By sorting items by SKU before processing, every transaction that needs to update SKUs 12345 and 67890 will always update 12345 first, then 67890. The circular wait condition is eliminated.

Option 2: Batch Update with Single Statement (Considered but rejected)

UPDATE inventory
SET qty_available = qty_available - CASE sku_id
    WHEN 12345 THEN 2
    WHEN 67890 THEN 1
    END
WHERE sku_id IN (12345, 67890)
  AND qty_available >= CASE sku_id
    WHEN 12345 THEN 2
    WHEN 67890 THEN 1
    END;

This was rejected because DB2 does not guarantee the order of row updates within a single statement, and the CASE-based validation logic was considered too fragile for production.

Option 3: Retry Logic Enhancement (Supplementary)

Regardless of the primary fix, the retry logic was enhanced:

@Retryable(value = DeadlockException.class, maxAttempts = 3,
           backoff = @Backoff(delay = 100, multiplier = 2))
public void processOrder(Order order) {
    // ... order processing with sorted items
}

Verification

Before Fix (During Flash Sale)

Deadlocks/hour: 212
Lock waits/hour: 11,300
Avg lock wait time: 273 ms
Order processing avg latency: 890 ms
Customer "order failed" errors: 180/hour

After Fix (During Flash Sale of Equal Magnitude)

Deadlocks/hour: 3
Lock waits/hour: 2,100
Avg lock wait time: 45 ms
Order processing avg latency: 210 ms
Customer "order failed" errors: 2/hour

The deadlock rate dropped by 98.6%. The remaining 3 deadlocks per hour are attributed to rare edge cases involving concurrent inventory restocking operations, which update inventory in a different code path.
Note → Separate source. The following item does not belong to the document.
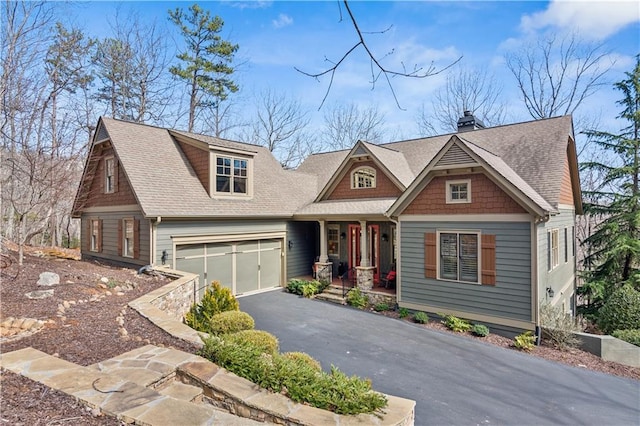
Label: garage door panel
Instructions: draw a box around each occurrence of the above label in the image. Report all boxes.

This secondary path was also corrected in a follow-up deployment.

Lessons Learned

  1. Lock ordering is the most effective deadlock prevention technique. A one-line code change (sorting by SKU) eliminated 98.6% of deadlocks.

  2. Deadlock patterns may be latent for years. The vulnerability existed since the system was built, but only manifested under the specific concurrency pattern of flash sales (many concurrent orders for the same items).
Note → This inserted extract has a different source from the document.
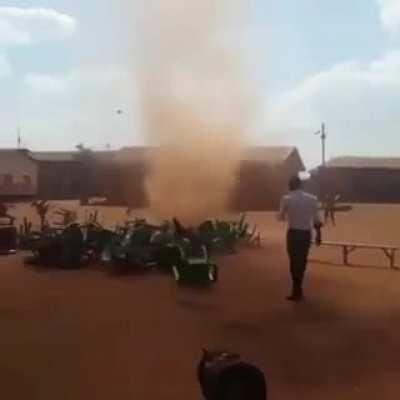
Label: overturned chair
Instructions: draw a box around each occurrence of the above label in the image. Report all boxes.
[0,217,18,255]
  3. The deadlock event monitor is essential for diagnosis. Without seeing the exact lock graph, the team would have spent hours guessing at the cause.

  4. Retry logic is necessary but not sufficient. Retries handle the symptoms (the occasional deadlock), but eliminating the root cause (inconsistent lock ordering) is far more effective.

  5. Performance testing should include concurrency scenarios. The flash sale feature was load-tested for throughput but not for concurrent access to the same data items.

Discussion Questions

  1. Why did the deadlock problem only appear during flash sales and not during normal operation?
  2. Could a different isolation level have prevented the deadlocks? What tradeoffs would be involved?
  3. What monitoring alerts should FastCart implement to detect future lock-related problems early?
  4. How would this problem manifest differently on z/OS with page-level locking instead of row-level locking?